On the flip side, last year Sarah Jessica Parker called out the “double standard” of ageing as a woman, noting how she’s experienced repeated criticism for her decision to – as some would put it – ‘grow old gracefully’. PSA: there’s no right or wrong way to grow old.
“I’m not angry, it’s just an observation… Some of it hurts for a minute, it smarts. And some of it confounds me because of the double standard that is so plainly illustrated,” she told Allure, referencing how a photo of her with grey hair went viral, yet there was no fanfare over the grey hair of TV presenter Andy Cohen who was also in the shot. Instead, Cohen – much like other men – was labelled a ‘silver fox’. Parker’s comments echoed those of co-star Kristin Davis who previously said: “It can be extremely stressful to be ageing and to be compared to your much, much, much younger self.”
As Elman said so perfectly, it’s not the appearance of women that ought to change, but rather society itself. “When we body shame someone else, it’s often a reflection of our own insecurity. There is a moral superiority that comes now with looking down on women who succumb to changing their appearance but if we are still ranking women or comparing one to another, it encourages the same problem,” she told Cosmopolitan UK. “Instead, we need to remove body shame from all conversations and understand other people’s decisions about their body is none of our business.”

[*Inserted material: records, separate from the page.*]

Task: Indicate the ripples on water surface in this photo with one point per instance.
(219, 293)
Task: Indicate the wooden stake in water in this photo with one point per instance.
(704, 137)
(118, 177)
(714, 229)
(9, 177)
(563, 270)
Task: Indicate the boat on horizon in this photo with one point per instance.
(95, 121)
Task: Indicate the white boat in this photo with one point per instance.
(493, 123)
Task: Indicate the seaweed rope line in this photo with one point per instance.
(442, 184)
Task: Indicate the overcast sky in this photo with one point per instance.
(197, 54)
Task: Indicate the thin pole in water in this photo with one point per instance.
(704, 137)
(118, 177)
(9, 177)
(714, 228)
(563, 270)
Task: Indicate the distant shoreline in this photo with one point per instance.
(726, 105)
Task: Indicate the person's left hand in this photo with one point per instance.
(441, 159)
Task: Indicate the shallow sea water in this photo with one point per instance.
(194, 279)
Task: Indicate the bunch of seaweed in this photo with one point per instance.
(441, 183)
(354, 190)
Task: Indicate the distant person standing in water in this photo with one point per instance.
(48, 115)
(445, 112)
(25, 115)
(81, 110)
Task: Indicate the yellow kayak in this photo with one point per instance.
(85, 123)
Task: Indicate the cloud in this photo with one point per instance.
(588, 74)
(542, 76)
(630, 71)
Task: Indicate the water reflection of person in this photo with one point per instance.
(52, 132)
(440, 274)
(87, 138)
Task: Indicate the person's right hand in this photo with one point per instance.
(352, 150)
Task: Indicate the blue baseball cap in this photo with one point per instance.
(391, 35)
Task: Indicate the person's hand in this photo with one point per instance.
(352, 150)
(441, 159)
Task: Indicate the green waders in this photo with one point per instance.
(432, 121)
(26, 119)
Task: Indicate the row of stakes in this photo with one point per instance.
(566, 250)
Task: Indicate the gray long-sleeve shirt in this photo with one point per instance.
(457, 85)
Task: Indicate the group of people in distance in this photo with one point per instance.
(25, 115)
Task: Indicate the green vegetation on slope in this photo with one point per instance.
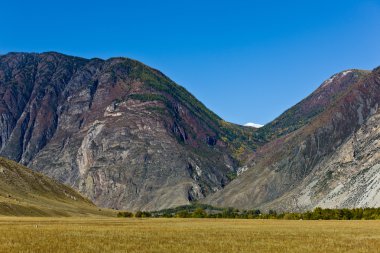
(27, 193)
(240, 140)
(208, 211)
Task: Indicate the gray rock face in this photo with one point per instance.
(332, 161)
(120, 132)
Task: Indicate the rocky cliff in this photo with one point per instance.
(117, 130)
(322, 152)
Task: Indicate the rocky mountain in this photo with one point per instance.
(323, 152)
(27, 193)
(120, 132)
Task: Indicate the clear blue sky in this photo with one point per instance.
(246, 60)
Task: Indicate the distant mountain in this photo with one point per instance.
(128, 137)
(324, 152)
(253, 125)
(117, 130)
(27, 193)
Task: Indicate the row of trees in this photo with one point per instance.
(231, 213)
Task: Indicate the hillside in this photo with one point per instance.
(120, 132)
(27, 193)
(329, 159)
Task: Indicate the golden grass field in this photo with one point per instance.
(186, 235)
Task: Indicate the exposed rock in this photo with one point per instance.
(120, 132)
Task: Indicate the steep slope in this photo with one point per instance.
(27, 193)
(330, 160)
(122, 133)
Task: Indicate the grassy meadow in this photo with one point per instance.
(186, 235)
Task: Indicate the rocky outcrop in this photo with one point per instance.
(122, 133)
(331, 161)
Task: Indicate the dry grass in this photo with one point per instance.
(186, 235)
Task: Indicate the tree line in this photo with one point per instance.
(206, 211)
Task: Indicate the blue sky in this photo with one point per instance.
(248, 61)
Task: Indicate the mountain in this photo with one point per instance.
(120, 132)
(253, 125)
(27, 193)
(323, 152)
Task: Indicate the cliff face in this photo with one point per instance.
(122, 133)
(128, 137)
(330, 161)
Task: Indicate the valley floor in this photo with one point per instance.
(185, 235)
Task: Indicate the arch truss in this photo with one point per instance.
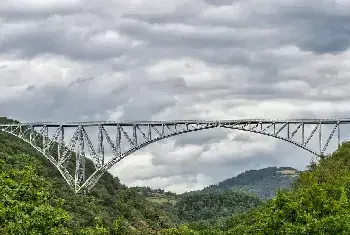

Whilst Madonna is a public figure so recognisable she doesn’t even need a surname, that doesn’t give any of us the right to comment on her appearance – but we could all use this moment (and forensic examination of her face) as a springboard for a wider discussion on things that need to change, as well as reassessing our own inner dialogue and biases.
Are we all completely guilt-free when it comes to remarking on celebrities, or even people we know, and ‘how well they’ve aged’? Isn’t it time we shove those comments into a no-go zone, along with pointing out that somebody has ‘lost weight and looks well for it’ – even if it is meant to be complimentary? The more power we remove from judging people on their looks, good or bad, the more empowered we all become. No matter our age, or cosmetic surgery history.